Хоффман сказал, что к нему наверх должен подняться только Эдвард, а доктор и я должны были ждать на катере. Доктор немного забеспокоился, но Эдвард, конечно, напустил на себя важности и пошел в приемную, а мы остались в лодке. Прошло примерно минут двадцать; за это время в лодочном ангаре стало довольно темно. Вдруг наверху открылся люк, и вниз упал луч света. Я очень удивился. Никогда раньше я не видел этот люк открытым, да вообще не знал о его существовании. Затем снова стало темно, когда отверстие чем-то закрылось. Послышались жуткий скрип и скрежет, и вниз была спущена старая люлька для трупов.
— Люлька для трупов? — переспросил Нурдфельд.
— Носилки из парусины, вроде гамака, — пояснил Артур. — Раньше заразных пациентов клали в люльку и поднимали наверх, в приемный покой. Ее не использовали уже лет сто. Я вообще не думал, что эта старая лебедка еще работает. Мы с доктором сидели, словно парализованные, и смотрели, как парусина с грузом опустилась на пассажирскую скамью катера. Из люка снова пошел свет, и мы увидели Эдварда, с открытым ртом и выпученными глазами, на парусине у ног доктора. Вокруг шеи у него шла тонкая красная линия, как у фарфоровой фигурки, у которой голову сначала отломали, а затем приклеили. Посмотрев наверх, я увидел в проеме люка Хоффмана. «Выбросьте его в речной протоке возле подбирал», — скомандовал он и снова закрыл люк, так что опять стало темно.

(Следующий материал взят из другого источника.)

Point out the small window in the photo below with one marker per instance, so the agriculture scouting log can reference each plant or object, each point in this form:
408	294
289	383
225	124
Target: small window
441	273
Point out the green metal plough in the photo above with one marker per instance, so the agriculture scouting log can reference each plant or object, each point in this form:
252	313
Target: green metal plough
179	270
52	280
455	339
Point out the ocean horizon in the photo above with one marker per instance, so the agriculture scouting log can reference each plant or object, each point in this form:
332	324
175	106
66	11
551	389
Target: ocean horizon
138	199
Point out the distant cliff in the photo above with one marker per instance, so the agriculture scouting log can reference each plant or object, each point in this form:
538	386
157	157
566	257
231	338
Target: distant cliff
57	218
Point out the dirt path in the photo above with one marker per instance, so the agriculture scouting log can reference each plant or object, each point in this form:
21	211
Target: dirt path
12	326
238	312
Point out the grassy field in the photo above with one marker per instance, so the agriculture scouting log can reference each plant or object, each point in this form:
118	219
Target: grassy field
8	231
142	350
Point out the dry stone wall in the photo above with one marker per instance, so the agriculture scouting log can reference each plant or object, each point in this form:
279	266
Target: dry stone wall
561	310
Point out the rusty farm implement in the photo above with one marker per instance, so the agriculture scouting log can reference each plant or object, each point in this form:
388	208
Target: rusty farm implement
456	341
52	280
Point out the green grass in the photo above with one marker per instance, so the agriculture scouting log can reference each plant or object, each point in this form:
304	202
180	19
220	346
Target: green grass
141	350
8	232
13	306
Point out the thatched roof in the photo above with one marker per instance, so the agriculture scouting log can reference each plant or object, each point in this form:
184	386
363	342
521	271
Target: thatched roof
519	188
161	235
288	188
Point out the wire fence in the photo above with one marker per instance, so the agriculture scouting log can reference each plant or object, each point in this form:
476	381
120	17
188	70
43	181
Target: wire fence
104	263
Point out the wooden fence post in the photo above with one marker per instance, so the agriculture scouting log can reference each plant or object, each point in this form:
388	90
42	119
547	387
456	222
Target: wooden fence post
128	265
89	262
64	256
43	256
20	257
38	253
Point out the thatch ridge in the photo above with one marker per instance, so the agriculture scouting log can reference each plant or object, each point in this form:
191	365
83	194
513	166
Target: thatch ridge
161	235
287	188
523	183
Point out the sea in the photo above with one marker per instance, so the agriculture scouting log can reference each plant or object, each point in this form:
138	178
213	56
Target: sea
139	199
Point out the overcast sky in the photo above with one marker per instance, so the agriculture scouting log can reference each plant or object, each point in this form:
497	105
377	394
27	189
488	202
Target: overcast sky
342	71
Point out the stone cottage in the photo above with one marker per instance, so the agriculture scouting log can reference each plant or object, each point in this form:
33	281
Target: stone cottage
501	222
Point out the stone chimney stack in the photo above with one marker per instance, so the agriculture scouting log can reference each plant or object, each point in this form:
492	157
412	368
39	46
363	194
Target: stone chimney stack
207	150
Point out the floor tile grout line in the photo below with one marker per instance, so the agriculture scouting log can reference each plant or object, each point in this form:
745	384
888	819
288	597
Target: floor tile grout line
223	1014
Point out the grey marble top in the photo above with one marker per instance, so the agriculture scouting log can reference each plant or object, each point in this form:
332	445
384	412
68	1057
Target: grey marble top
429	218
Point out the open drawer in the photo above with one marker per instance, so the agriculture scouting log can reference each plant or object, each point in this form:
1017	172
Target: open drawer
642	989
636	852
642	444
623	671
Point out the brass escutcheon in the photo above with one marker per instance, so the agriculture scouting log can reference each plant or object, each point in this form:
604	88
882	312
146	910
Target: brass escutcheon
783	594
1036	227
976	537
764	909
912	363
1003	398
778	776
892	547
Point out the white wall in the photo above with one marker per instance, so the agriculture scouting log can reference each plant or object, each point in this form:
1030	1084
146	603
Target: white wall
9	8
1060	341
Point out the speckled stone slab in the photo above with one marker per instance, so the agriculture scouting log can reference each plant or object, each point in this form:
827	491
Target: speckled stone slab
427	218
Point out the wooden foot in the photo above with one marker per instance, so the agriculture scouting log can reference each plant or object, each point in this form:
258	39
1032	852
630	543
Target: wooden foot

— А почему именно у подбирал? — спросил Нильс.
Артур развел руками.
— Понятия не имею. У Хоффмана не спрашивают почему. Может быть, из-за того, что Эдвард и Панама-Бенгтссон слегка повздорили…
— О чем?
— О чем-то обыденном… Количество ящиков, или процент разбавки алкоголя, я точно не знаю. Последнее, конечно, вряд ли, поскольку наш продукт всегда был высшего качества. Но такие, как Панама-Бенгтссон, всегда недовольны. Хоффман об этом знал, а он не любил ссоры. Наверное, хотел подвести Бенгтссона под обвинение в убийстве. И одновременно избавиться от Эдварда, ставшего в тягость… А еще ему удалось запугать меня и доктора, что его, конечно, развлекло.
— И вы сделали, как он сказал?
Артур изумленно посмотрел на Нильса.